The night before your surgery:
Ask healthcare providers about directions for eating and drinking.
The day of your surgery:
- Ask your healthcare provider before you take any medicine on the day of your surgery. Bring a list of all the medicines you take, or your pill bottles, with you to the hospital. Providers will check that your medicines will not interact poorly with the medicine you need for surgery.
- You or a close family member will be asked to sign a legal document called a consent form. It gives healthcare providers permission to do the procedure or surgery. It also explains the problems that may happen, and your choices. Make sure all your questions are answered before you sign this form.
- Healthcare providers may insert an intravenous tube (IV) into your vein. A vein in the arm is usually chosen. Through the IV tube, you may be given liquids and medicine.
- An anesthesiologist will talk to you before your surgery. You may need medicine to keep you asleep or numb an area of your body during surgery. Tell healthcare providers if you or anyone in your family has had a problem with anesthesia in the past.
WHAT WILL HAPPEN:
What will happen:
Your surgeon will insert a scope through your urethra and into your bladder. He will put fluid through the scope to wash your bladder and widen it for surgery. The scope will have a wire with an electric current. The current is used to stop bleeding in your bladder and remove bladder tumors. Your surgeon may also remove muscle and tissue from your bladder. He may use the scope to insert medicine into your bladder. The medicine will destroy pieces of tumor in your bladder and help prevent new tumors from growing. Your surgeon will remove the scope.
After your surgery:
You will be taken to a room to rest until you are fully awake. You will be monitored closely for any problems. Do not get out of bed until your healthcare provider says it is okay. You will then be able to go home or be taken to your hospital room.

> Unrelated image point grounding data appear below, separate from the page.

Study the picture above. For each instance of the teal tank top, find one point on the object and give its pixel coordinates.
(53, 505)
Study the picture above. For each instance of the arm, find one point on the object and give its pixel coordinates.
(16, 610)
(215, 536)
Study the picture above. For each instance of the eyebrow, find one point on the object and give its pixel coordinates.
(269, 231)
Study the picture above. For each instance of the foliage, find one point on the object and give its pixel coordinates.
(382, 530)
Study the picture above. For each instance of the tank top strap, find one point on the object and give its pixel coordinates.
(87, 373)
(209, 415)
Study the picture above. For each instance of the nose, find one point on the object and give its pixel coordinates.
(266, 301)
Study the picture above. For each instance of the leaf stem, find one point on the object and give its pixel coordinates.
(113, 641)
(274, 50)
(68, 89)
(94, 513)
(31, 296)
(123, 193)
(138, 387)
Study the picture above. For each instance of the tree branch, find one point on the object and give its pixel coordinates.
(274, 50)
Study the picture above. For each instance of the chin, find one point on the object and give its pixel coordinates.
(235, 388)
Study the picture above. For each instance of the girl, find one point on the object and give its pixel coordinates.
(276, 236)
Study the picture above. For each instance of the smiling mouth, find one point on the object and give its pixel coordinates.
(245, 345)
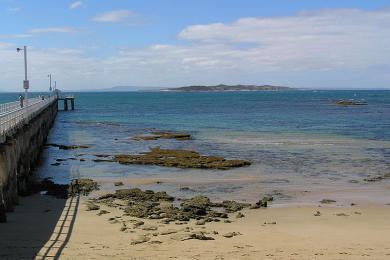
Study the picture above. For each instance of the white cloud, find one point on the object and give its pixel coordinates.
(75, 5)
(14, 36)
(113, 16)
(328, 48)
(53, 30)
(14, 9)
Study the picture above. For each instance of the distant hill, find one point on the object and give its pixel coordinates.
(223, 87)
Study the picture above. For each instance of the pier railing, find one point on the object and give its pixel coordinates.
(12, 115)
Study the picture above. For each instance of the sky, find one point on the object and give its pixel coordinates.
(95, 44)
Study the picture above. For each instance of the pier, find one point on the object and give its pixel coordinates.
(24, 127)
(65, 100)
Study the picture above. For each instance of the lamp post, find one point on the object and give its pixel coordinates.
(50, 81)
(26, 84)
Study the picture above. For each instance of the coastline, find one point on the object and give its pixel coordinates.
(291, 232)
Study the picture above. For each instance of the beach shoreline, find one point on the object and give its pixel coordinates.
(289, 232)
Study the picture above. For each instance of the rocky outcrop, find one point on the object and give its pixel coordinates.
(19, 155)
(349, 102)
(159, 205)
(163, 135)
(179, 159)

CONTACT YOUR HEALTHCARE PROVIDER IF:
- You cannot make it to your surgery.
- You have a fever.
- You get a cold or the flu.
- You have questions or concerns about your surgery.
Seek Care Immediately if
- You have bleeding from your urethra that does not stop.

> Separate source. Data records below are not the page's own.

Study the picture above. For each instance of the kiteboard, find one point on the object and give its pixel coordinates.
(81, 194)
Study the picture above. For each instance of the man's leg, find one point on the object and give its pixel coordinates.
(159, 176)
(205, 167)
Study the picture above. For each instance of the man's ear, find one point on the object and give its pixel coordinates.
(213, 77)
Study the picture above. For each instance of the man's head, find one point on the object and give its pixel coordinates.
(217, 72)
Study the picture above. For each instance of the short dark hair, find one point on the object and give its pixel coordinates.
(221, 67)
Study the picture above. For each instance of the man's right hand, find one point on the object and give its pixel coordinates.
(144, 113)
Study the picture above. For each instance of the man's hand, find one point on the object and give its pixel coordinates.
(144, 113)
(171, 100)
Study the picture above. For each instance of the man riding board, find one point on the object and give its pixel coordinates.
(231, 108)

- You start to urinate less often, very little, or not at all.
- You have severe pain in your abdomen or pelvis.
You may bleed more than expected or get an infection. Your bladder may be damaged. It may be painful to urinate, or you may have blood in your urine. You may feel discomfort in your abdomen or pelvis. You may feel like you need to urinate more often or without warning. You may develop more bladder tumors.
Care AgreementYou have the right to help plan your care. Learn about your health condition and how it may be treated. Discuss treatment options with your healthcare providers to decide what care you want to receive. You always have the right to refuse treatment.